Culture

Kayagum Still Twangs to Capture Imagination of the Public

A scene from kayagum ensemble in the grand mass gymnastics and artistic performance “The Land of the People” in 2019.

The name kayagum is derived from Kaya, a Korean feudal state which existed between the mid-1st century BC and mid-6th century AD.

It was invented by Uruk, a talented musician in the state of Kaya in the early 6th century.

Its early form consisted with sound box, hook for 12 strings and bridge and it changed very little until the end of the 15th century.

The sound of kayagum is soft and elegant and the posture of playing is rhythmic and beautiful.

It is simple in structure, easy to tune by moving the bridge and learn to play and diverse in interpretation.

It was widely introduced to Silla by Uruk in the mid-6th century AD, to become one of its typical stringed instruments.

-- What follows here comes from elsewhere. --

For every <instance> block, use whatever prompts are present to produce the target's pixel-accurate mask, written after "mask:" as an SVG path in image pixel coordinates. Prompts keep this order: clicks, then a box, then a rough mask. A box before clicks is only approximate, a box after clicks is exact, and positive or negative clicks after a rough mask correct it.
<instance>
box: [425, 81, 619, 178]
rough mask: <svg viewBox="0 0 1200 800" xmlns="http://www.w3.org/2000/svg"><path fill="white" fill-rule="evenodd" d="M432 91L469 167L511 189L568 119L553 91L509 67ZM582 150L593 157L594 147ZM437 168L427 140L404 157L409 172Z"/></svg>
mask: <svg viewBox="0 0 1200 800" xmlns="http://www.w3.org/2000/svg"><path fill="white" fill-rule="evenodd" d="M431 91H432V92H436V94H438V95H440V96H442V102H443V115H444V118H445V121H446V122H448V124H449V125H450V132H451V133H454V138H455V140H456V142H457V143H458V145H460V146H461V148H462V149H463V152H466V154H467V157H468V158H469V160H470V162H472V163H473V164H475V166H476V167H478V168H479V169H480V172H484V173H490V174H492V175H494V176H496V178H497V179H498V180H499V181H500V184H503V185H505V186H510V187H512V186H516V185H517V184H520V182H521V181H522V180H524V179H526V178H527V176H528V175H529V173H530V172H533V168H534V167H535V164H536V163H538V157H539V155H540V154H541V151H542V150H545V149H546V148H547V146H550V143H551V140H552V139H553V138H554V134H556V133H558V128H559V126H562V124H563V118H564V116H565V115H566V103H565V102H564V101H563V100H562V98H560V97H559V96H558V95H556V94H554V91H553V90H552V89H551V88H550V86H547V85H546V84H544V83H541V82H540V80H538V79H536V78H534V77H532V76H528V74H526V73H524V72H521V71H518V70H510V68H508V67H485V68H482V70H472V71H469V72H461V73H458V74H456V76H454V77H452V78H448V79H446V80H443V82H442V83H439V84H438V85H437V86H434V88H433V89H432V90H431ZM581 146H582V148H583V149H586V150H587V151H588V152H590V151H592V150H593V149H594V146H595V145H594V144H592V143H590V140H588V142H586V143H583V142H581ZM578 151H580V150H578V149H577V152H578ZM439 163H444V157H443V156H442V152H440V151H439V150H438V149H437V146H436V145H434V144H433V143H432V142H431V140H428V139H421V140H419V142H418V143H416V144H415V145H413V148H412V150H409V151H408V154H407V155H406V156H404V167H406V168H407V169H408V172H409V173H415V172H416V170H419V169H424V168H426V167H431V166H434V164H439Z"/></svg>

Kayagum and its music were spread more widely in the period of Koryo and the feudal Joson dynasty and the stringed instrument was much used for playing court music. Many gifted kayagum players were produced in succession and a new type of instrumental solo was developed as the instrumental for experts like the “collection of kayagum solos” at the end of the 19th century.

Kayagum was also upgraded to meet the modern aesthetic taste along with the development of musical art: the number of strings has increased to 21 and the musical range widened from pentachord to heptachord.

With kayagum’s distinctive timbre having been accentuated more remarkably, its interpretation has also developed.

It plays a leading part in the national instrumental music ensemble and an important role as a musical instrument for melody and rhythm in orchestra, instrumental ensemble and accompaniment.

“Tremolo, a kayagum’s unique playing technique, cannot be copied by any musical instrument in the world,” said Choe Myong Hui, lecturer at Pyongyang Kim Won Gyun University of Music.

The beautiful melody of kayagum played at the national flag raising ceremony for the military parade in celebration of the 75th anniversary of the Workers’ Party of Korea captivated all the audience.